Friday, March 15, 2013

Conspiracy theories

Are we the conspiracy theory generation? Is the stuff that appears to be happening all around us just as it is, or are there dark, hidden undercurrents to everything? I feel like I've been cursed with a lens that can only see drama and bad intentions and real, real evil.

I was once innocent. If you told me something, no matter how ridiculous or improbable, I would take it at face value, never sifting it to see if it actually could have happen, never noting timelines (well, actually I did note timelines, but if the timelines clashed, if your story didn't seem to work out, it didn't matter, I ignored the discrepancies).

And then she told me, he said, only Jenn would believe something ridiculous like that. She said it and I crumbled inside. First, at being so stupid. And second, at them laughing at me for being so stupid. And when I readjusted the lens, suddenly everything made sense. Looking at horrible people with the proper lens, you could see quite clearly, when they lied, why they lied, how everything was a performance, nothing was real.

It becomes difficult after a while, when you're surrounded by these liars, to know what to believe. The kindest you can be, is to to tell yourself that they don't mean to do it, they're simply lying to themselves. But the more sensible explanation would be, they're being manipulative because it is easy to manipulate you. Trusting shouldn't be blind. Not when you feel the contempt coming from the other side.

One of our dogs is missing. He ran away. Except that he doesn't run away. Not him. He pushed his way out just before a storm, another thing he doesn't do. And then he never came back. Him, who doesn't run very far. Who is too scared to go out when the sky lowers and starts to thunder.

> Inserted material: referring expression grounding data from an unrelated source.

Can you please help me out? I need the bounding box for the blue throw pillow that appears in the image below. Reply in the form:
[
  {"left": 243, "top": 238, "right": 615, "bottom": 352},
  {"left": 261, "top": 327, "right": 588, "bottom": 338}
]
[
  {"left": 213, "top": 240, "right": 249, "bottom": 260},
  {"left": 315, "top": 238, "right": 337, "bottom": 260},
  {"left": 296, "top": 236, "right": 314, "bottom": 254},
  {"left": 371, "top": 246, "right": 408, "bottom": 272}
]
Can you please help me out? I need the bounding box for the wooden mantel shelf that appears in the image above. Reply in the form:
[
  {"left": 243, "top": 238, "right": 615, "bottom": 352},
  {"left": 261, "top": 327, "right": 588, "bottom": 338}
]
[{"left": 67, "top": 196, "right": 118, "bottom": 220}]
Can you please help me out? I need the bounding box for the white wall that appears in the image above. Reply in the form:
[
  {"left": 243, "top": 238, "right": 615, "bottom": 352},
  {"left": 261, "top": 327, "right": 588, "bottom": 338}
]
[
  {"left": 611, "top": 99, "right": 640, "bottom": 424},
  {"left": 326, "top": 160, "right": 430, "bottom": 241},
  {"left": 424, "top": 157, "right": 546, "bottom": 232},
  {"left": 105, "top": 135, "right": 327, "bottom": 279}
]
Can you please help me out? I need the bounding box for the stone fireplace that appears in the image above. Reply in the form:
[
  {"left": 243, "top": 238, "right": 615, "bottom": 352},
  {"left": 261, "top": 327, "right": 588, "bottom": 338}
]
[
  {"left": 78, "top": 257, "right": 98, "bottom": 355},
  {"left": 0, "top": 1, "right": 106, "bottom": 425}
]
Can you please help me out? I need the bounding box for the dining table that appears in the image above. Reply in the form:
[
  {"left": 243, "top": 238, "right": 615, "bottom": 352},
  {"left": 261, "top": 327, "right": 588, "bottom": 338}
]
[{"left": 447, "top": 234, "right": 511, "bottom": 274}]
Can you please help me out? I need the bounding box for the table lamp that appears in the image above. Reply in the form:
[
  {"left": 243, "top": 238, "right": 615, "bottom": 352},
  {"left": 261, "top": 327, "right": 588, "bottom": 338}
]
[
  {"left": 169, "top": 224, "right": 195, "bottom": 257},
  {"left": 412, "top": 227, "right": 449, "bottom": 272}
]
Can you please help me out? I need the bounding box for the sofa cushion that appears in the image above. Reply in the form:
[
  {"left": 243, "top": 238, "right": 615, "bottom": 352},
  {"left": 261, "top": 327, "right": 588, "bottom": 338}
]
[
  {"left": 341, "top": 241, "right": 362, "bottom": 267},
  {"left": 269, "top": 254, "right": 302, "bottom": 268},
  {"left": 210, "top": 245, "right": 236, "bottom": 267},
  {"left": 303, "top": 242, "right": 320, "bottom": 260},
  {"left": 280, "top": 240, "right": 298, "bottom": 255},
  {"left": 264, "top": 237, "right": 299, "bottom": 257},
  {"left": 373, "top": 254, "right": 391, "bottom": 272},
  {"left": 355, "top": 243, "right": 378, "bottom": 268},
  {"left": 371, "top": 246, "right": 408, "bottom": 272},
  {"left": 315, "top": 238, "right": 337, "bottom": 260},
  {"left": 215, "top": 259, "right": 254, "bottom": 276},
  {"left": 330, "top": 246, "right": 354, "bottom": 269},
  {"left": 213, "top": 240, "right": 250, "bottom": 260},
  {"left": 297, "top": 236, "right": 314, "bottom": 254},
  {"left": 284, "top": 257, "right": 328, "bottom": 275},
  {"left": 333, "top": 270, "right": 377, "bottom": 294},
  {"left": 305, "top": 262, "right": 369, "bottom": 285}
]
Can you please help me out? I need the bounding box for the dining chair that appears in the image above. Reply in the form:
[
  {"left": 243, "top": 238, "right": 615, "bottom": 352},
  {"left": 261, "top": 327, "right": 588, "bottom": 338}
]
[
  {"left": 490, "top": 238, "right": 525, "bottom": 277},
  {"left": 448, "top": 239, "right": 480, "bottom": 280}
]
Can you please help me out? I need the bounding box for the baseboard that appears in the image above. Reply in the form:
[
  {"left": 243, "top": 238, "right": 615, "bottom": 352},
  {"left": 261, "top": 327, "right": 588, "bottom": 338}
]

Who did this to him? What call did he hear to force him out? Who is to blame?

We blame ourselves of course. We didn't love him enough. We didn't show him enough affection. He felt nobody wanted him. We all feel the guilt. And guilt does funny things. It makes you suspect things. It makes you create stories in your mind. It makes you look at people funny.

Under all that is the sheer heartbreak of thinking he may be somewhere, suffering, scared, lonely, in pain.

It's the uncertainty that kills you.

It's the uncertainty that always kills you.

I wish there were some way of knowing what happened.

I try to tell myself that I'm being ridiculous to suspect what I suspect.

But I still go on suspecting it.

In the meantime I won't waste my time or energy hating you. Every bit of intention is aimed at my dog. I'll go on praying for him and loving him.